Some chilling but bogus 911 calls were played at the trial of an Ottawa teen facing 34 charges of using the internet for "swatting" in three provinces and five U.S. states.

Fake bomb threats called in to schools in Alberta, Quebec, Ontario and 5 U.S. states

Day 1 of Ottawa teen swatting trial

7 years ago
Duration 2:19
An Ottawa teen is facing 34 charges of 'swatting' - calling in fake emergencies - in three provinces and five U.S. states.

Some chilling but completely bogus 911 calls were played at the trial of an Ottawa teen facing 34 charges of using the internet for "swatting" in three provinces and five U.S. states.

Crown prosecutor Kerry McVey presented her opening statement on Tuesday, alleging the 17-year-old used a Twitter account to solicit requests on where to call in fake emergencies — a practice known as "swatting" — and taunt police.

McVey played recordings from two fake 911 calls in Stockton, Calif., which were made in the spring of 2014.

The first call from March 30, 2014, was a pretend hostage taking where the caller said there were three hostages and asked for $100,000 in a clear plastic bag. The second call, from April 9 of last year, was a nerve gas bomb threat to Sierra Middle School in Stockton.

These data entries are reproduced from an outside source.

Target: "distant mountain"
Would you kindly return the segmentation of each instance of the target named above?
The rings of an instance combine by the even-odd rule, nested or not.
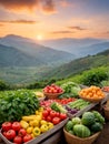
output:
[[[10,66],[34,66],[38,64],[51,65],[52,63],[60,64],[75,59],[75,55],[71,53],[53,50],[48,47],[37,44],[31,39],[18,35],[7,35],[1,38],[0,44],[1,65],[3,65],[3,63],[4,65]]]
[[[96,55],[88,55],[85,58],[76,59],[54,70],[43,73],[41,78],[65,79],[73,74],[81,73],[82,71],[86,71],[92,68],[105,66],[105,65],[109,66],[109,49],[107,49],[103,52],[97,53]]]
[[[109,41],[102,39],[57,39],[40,42],[43,45],[75,54],[77,58],[92,55],[109,48]]]
[[[33,66],[39,64],[46,64],[46,62],[12,47],[0,44],[0,66]]]

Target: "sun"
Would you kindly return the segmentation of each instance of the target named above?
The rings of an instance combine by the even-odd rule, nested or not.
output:
[[[43,37],[41,34],[37,35],[37,40],[41,41],[43,40]]]

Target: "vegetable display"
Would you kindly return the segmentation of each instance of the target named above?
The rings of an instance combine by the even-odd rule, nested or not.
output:
[[[105,97],[105,93],[99,86],[91,85],[90,88],[82,89],[79,95],[83,99],[100,100]]]
[[[81,117],[72,117],[70,121],[67,122],[65,128],[70,134],[83,138],[89,137],[97,132],[100,132],[103,127],[103,123],[105,123],[103,116],[99,112],[92,111],[92,112],[85,112],[81,115]]]
[[[67,110],[61,104],[59,104],[57,102],[53,102],[50,106],[52,110],[54,110],[57,112],[67,113]]]
[[[82,99],[78,99],[75,102],[68,103],[68,105],[66,105],[65,107],[68,111],[68,113],[76,114],[78,111],[87,107],[89,104],[90,102],[86,102]]]
[[[61,88],[65,90],[65,93],[71,93],[73,95],[73,97],[78,97],[79,92],[81,90],[79,84],[77,84],[75,82],[67,82],[67,83],[62,84]]]
[[[6,121],[19,121],[39,109],[36,95],[27,90],[4,92],[0,96],[0,124]]]

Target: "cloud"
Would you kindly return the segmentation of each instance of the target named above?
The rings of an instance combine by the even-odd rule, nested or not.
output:
[[[3,25],[4,25],[4,24],[1,24],[1,23],[0,23],[0,27],[3,27]]]
[[[36,24],[38,21],[32,20],[7,20],[7,21],[0,21],[2,23],[21,23],[21,24]]]
[[[12,11],[34,11],[41,10],[46,13],[56,11],[54,0],[0,0],[0,6]]]
[[[76,25],[76,27],[68,27],[69,29],[72,29],[72,30],[87,30],[87,29],[85,29],[85,28],[81,28],[81,27],[78,27],[78,25]]]
[[[52,34],[62,34],[62,33],[75,33],[75,32],[72,32],[72,31],[52,31],[50,33],[52,33]]]
[[[106,31],[106,33],[108,33],[108,34],[109,34],[109,31]]]

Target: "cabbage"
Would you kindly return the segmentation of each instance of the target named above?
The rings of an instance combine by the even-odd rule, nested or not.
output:
[[[73,96],[78,96],[81,90],[81,88],[75,82],[67,82],[62,84],[61,88],[65,90],[65,93],[71,93]]]

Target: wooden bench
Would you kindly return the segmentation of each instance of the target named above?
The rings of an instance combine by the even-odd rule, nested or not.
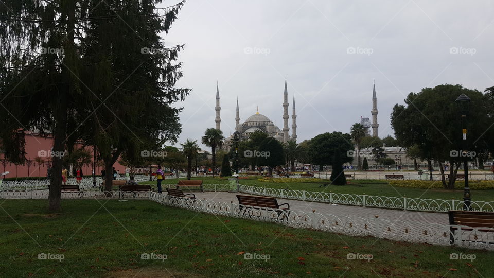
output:
[[[49,186],[49,185],[48,185],[48,190],[49,190],[49,189],[50,189],[50,186]],[[62,184],[62,185],[60,186],[60,189],[61,189],[61,191],[62,192],[79,192],[79,198],[82,198],[83,197],[84,197],[84,188],[80,188],[79,187],[79,185],[64,185]]]
[[[404,180],[405,177],[401,174],[386,174],[386,180]]]
[[[196,199],[196,195],[193,193],[184,194],[184,192],[180,189],[176,189],[173,188],[166,189],[166,192],[168,193],[168,196],[170,197],[185,198],[190,200]],[[187,197],[188,195],[192,195],[192,197]],[[173,201],[173,199],[174,199],[174,201]],[[172,202],[179,201],[179,199],[177,199],[176,198],[173,198],[172,200]]]
[[[177,184],[177,189],[180,189],[180,186],[199,186],[201,188],[201,191],[204,192],[204,189],[202,188],[202,180],[180,180]]]
[[[494,233],[494,212],[472,211],[449,211],[450,244],[454,244],[454,233],[461,225],[462,231],[473,231]],[[461,235],[460,235],[461,238]],[[494,244],[494,242],[490,242]]]
[[[449,180],[449,175],[448,175],[448,176],[446,177],[446,179],[447,179],[447,180]],[[456,174],[456,180],[464,180],[464,179],[465,179],[465,174],[458,174],[458,173]]]
[[[246,212],[248,213],[252,207],[256,206],[259,208],[268,207],[271,211],[276,212],[279,216],[285,211],[290,210],[290,205],[288,203],[278,204],[278,201],[276,198],[260,196],[253,196],[250,195],[237,195],[238,199],[239,208],[240,211],[244,207],[248,208]],[[287,207],[280,208],[280,206],[287,205]],[[290,214],[290,212],[288,213]]]
[[[112,187],[118,186],[118,188],[120,188],[122,185],[125,185],[125,183],[127,182],[127,181],[125,180],[113,180],[112,181]],[[104,191],[104,185],[105,183],[104,180],[103,181],[103,182],[99,183],[99,190],[100,191]]]
[[[120,187],[120,196],[123,197],[127,193],[131,193],[135,198],[137,192],[147,192],[151,191],[151,185],[122,185]]]

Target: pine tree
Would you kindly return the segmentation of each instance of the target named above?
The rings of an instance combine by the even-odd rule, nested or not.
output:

The Crown then played a recording from a fake bomb threat at Georges-Vanier School in Laval, Que., where the caller told the dispatcher to send body bags as the dispatcher tried to express sympathy.

Pretend bomb threats

The boy, who can't be named due to provisions in the Youth Criminal Justice Act, walked into the Ottawa courtroom on Tuesday with his parents by his side.

During the Crown's opening statement, McVey alleged the teen used an anonymous internet phone number to send thousands of dollars worth of pizza deliveries to victims before escalating to bomb threats, fake hostage takings and reports of gunmen on the loose. McVey said the boy targeted schools, shopping centres and homes.

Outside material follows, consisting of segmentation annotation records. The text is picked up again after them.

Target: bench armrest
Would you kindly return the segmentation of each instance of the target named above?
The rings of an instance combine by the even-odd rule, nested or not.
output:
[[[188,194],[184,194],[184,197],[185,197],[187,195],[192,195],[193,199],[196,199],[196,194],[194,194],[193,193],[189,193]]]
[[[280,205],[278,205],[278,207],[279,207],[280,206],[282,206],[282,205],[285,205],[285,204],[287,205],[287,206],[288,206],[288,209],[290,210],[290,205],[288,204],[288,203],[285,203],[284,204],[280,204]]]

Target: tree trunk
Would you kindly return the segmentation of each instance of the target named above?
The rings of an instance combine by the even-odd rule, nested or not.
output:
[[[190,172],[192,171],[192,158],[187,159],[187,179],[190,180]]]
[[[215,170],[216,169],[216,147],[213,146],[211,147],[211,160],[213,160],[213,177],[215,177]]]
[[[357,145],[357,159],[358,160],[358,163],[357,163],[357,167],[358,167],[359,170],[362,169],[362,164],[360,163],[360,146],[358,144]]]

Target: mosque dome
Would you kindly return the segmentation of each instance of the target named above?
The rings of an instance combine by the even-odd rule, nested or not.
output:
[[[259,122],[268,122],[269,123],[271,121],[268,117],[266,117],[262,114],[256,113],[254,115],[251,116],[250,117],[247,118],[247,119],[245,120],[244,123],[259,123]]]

Police previously said the teen also boasted about making money from the hoaxes by posting photos of a bank account that paid out in the online currency known as bitcoin.

The Crown said it would present evidence including the recordings of fake 911 calls allegedly found on the accused's computer, as well as logs from Skype and a Twitter account.

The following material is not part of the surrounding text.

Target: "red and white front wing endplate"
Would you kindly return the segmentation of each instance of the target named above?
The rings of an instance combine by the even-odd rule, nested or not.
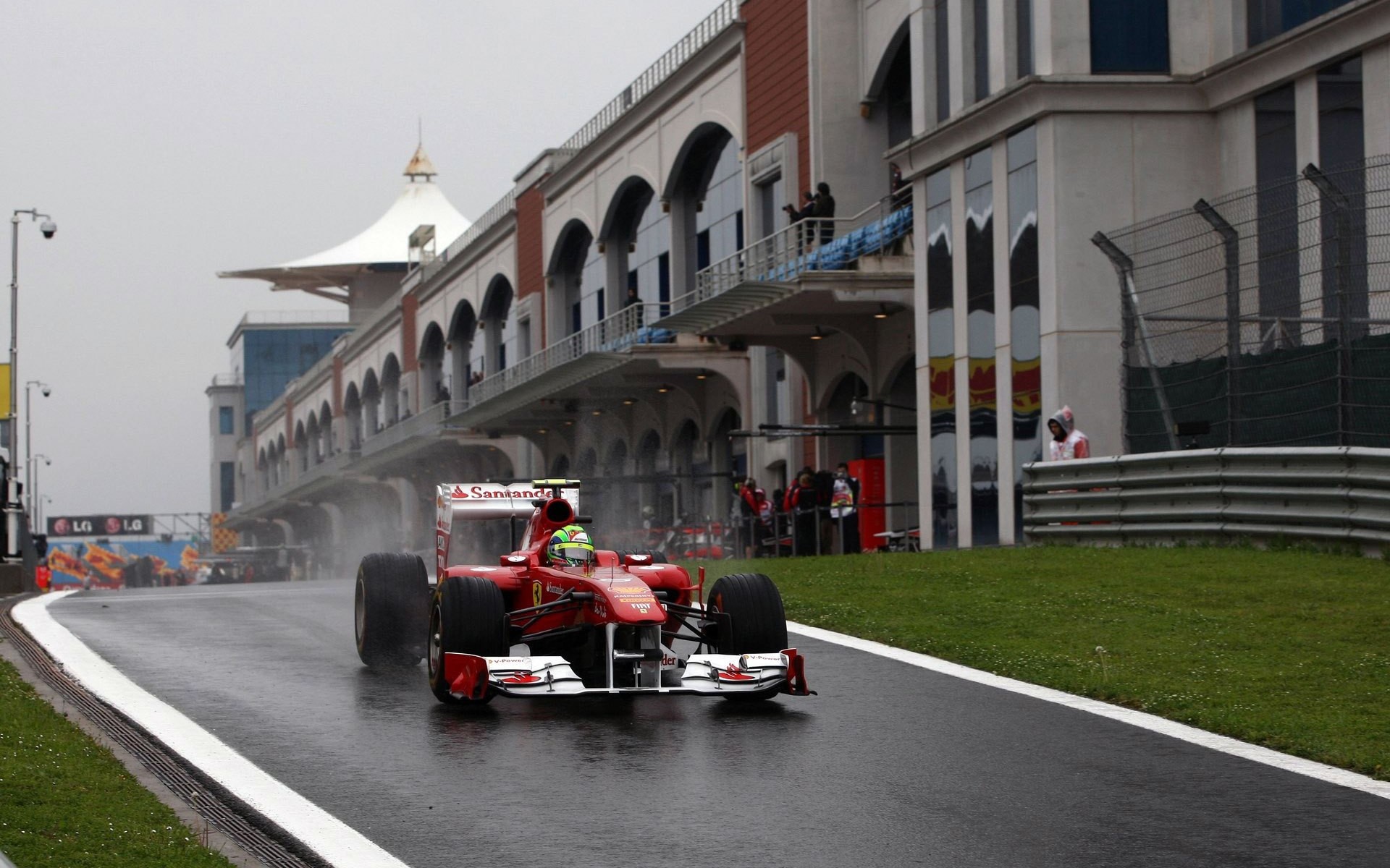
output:
[[[692,654],[685,661],[680,686],[585,687],[563,657],[477,657],[446,653],[443,675],[449,692],[461,699],[502,696],[580,696],[595,693],[780,693],[806,696],[806,658],[796,649],[780,654]]]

Youth Criminal Court Judge Mitch Hoffman, who's presiding over the case, said he has never heard of "swatting" and needed to learn more about Twitter.

The teen was arrested in May 2014 and originally charged with at least 60 charges, including:

  • Public mischief.
  • Mischief to property.
  • Uttering death threats.
  • Conveying false information with intent to alarm.

The Crown will focus on 34 of those charges during this trial, but McVey said authorities in Florida are going to mount their own case.

The Crown also said witnesses will include police officers from Canada and the U.S., computer forensic officers with Ottawa police, the accused's former classmate, an "accomplice" from Laval and a California teenager who was allegedly terrorized by the accused.

The case resumes on Wednesday with the Crown's witnesses.